The Go-Go’s: A Year of Living Dangerously
I’m about 10 feet away from the room where the Go-Go’s are meeting when the whispering begins:
“God, what a jerk that guy is …”
“Yeah, can you believe we gotta talk to that clown …”
“I just hope he doesn’t hang around too long … oh, hi, Chris!”
Peals of laughter bounce off the walls. Welcome to the world of the Go-Go’s, where women are girls, men are boys, everyone is fair game and no one ever stops smiling. If you can’t have fun with the Go-Go’s, maybe you can’t have fun, period. “Being in this band is like being in high school all over again,” says Gina Schock, the group’s drummer. “We’re like a bunch of little maniacs.”
So why fight it, I figure, as the band tears out the door of their management company’s office on their way to a rehearsal for a video from Talk Show, their current hit album. But just as I accept the idea that the Go-Go’s are America’s most wholesome hedonists, Gina approaches me on a stair landing and pulls her shirt up.
The scar begins at her collarbone. Light brown, as wide as a man’s thumb, it runs down her chest, between her breasts and underneath her brassiere, stopping a few inches above her bellybutton. This is where the sternum of the Go-Go’s’ drummer was sawed open in an operation that tore the heart out of America’s best female rock band.
Gina’s open-heart surgery was merely the most visible of the problems the Go-Go’s had suffered over the last 18 months. There was another medical problem, management hassles, even a lawsuit with their record company. At one point, the group nearly broke up.
“I kept saying, ‘Something good’s got to come out of all this,'” says guitarist Charlotte Caffey. “‘This stuff doesn’t happen to us. This happens in real life. Not in the Go-Go’s little bubble.'”
Jane
For Jane Wiedlin, even the Go-Go’s triumphant Vacation tour in 1982 was troublesome at the end, coinciding as it did with an especially rough time with her boyfriend, singer-songwriter Tim Scott. Still, as the 26-year-old Wiedlin hastens to note, “The off times have been our most difficult periods more than anything,” and the hassles began almost as soon as the tour was over. For one, Ginger Canzoneri, the energetic but inexperienced manager who guided the band from its earliest incarnation to the top of the charts, left the band.
“She disappeared,” Wiedlin explains. “We didn’t want her to leave or quit or be fired or anything. But knowing Ginger as well as we do, her normal way of dealing with a situation that she’s unhappy with is just to disappear. It had been building up for a long time; I’m surprised we didn’t see it coming.”
At the beginning of 1983, the Go-Go’s got another shock, when they received their semiannual financial statement from I.R.S. Records. They discovered that they were owed more than a million dollars in royalties from the sales of Beauty and the Beat, their first LP, and the two hit singles it spawned — “Our Lips Are Sealed” and “We Got the Beat.” But when the band demanded its money, I.R.S. reportedly said they didn’t have it. According to Emily Shenkin, a lawyer for the group, the Go-Go’s then declared their intention to leave the label, and I.R.S. filed suit to keep them. (The dispute was resolved out of court. Royalties were paid, and the Go-Go’s remained on I.R.S.)
Even before Canzoneri’s departure, the band had hired Front Line Management, which guided acts like the Eagles and Steely Dan.

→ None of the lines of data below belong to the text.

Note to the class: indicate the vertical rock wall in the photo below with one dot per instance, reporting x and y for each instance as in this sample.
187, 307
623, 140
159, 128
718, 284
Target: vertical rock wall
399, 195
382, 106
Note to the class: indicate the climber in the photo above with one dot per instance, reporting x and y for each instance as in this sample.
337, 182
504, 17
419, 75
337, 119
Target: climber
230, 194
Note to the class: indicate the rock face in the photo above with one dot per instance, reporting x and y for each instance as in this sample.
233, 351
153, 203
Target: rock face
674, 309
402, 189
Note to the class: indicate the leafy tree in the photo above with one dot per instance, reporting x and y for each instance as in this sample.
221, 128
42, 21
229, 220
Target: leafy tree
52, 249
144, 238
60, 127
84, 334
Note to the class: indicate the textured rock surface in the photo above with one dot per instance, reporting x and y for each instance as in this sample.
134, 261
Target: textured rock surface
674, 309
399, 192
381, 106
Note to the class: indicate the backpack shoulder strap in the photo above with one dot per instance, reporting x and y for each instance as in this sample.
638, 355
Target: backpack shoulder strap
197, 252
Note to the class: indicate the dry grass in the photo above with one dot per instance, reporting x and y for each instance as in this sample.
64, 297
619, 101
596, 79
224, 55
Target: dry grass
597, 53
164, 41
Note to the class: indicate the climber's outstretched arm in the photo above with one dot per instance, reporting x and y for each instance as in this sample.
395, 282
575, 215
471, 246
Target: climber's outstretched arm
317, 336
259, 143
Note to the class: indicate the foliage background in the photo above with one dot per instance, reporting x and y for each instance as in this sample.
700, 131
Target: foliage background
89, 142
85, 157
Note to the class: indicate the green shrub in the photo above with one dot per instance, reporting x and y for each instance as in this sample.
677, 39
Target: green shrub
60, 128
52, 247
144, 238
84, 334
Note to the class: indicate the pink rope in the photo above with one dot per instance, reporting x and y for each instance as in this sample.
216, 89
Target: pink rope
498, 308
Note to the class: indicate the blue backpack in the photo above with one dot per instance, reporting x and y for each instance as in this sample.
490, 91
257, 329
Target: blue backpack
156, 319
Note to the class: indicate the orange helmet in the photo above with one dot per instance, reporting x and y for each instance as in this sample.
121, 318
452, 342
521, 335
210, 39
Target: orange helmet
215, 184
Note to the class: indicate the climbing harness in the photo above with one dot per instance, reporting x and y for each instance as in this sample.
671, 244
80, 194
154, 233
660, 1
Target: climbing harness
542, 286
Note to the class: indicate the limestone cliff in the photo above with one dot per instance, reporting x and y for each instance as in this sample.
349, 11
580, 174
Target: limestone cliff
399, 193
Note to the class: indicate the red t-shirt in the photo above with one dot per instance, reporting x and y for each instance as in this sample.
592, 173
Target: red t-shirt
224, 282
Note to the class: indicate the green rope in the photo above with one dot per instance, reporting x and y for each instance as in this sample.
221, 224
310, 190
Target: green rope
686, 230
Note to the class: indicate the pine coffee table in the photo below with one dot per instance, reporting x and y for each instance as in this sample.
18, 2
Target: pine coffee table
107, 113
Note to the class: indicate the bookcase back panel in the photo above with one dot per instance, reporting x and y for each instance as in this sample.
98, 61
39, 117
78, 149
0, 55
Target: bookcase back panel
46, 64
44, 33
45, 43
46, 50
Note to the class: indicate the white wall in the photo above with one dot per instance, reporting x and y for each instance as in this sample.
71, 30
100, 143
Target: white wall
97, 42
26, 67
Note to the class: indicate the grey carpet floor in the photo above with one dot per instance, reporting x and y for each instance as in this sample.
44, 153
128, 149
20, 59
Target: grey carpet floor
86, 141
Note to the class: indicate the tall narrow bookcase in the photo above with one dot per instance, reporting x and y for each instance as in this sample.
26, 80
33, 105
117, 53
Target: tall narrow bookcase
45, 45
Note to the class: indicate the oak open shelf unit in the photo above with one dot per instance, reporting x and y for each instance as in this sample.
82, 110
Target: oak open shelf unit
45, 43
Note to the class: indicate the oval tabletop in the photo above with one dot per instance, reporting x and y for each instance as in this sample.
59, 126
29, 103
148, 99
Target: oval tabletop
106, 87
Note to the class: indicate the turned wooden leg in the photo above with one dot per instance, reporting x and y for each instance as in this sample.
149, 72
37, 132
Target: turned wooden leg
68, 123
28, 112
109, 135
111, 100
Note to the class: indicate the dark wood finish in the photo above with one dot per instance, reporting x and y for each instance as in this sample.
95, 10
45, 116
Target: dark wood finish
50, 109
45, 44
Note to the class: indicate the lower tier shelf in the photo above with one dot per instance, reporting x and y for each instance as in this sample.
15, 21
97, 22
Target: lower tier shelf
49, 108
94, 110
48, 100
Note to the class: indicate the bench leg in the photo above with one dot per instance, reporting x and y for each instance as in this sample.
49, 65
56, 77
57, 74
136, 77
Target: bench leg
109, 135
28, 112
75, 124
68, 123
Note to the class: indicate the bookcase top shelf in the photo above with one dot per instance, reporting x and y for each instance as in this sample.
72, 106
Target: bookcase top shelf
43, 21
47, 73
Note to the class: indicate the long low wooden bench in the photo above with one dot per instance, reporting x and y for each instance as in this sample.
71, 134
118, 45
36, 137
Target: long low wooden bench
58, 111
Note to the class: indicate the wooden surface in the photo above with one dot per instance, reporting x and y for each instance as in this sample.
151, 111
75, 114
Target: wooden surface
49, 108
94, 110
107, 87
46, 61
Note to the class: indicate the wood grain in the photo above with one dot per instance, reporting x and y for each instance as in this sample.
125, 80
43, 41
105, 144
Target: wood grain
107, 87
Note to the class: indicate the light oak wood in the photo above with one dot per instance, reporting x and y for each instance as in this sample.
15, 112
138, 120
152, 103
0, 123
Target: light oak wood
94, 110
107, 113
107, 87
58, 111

But that association was jeopardized when Front Line founder Irving Azoff suddenly left the company to head MCA Records. Stunned, the band began reevaluating managers all over again. After a month and a half, they decided to remain with Front Line after all.
According to Jane, the haggling played havoc with the band’s inner strength — and its unity. The central problem was “not being surrounded by business people that we could yell and scream at,” she says. “So, the anxieties of the band were all turned inward. In the beginning, we all had boyfriends to take things out on, and then later we had all these people who worked for us that we could take it out on. And then last year, we really didn’t have anybody but ourselves.”
Curled up on a sofa in her Malibu digs — a sun-swept house that features a parade of Mexican tchotchkes; two diaphanous teddies, hung on the wall of her bedroom; and, outside, a miniature horse named Bunny Wailer — Jane seems the perfect essence of a Go-Go. From her unintimidating glamour and pixieish stage presence to her unforgettable voice (think of Georgette from The Mary Tyler Moore Show), she comes across as bonny and bright as Sunday’s child.
Wiedlin, however, is no niblet. She’s the Go-Go who checked out New York’s S&M club, Hellfire; who has read the searing bondage-and-discipline memoir Nine and a Half Weeks five times; who nearly sent her parents into apoplexy when she discovered David Bowie’s Ziggy Stardust album as a teenager. “My family all said, ‘Oh, he’s a fag.’ And I said, ‘No, it’s cool to be bi.’ That’s when they really started thinking I was sick.”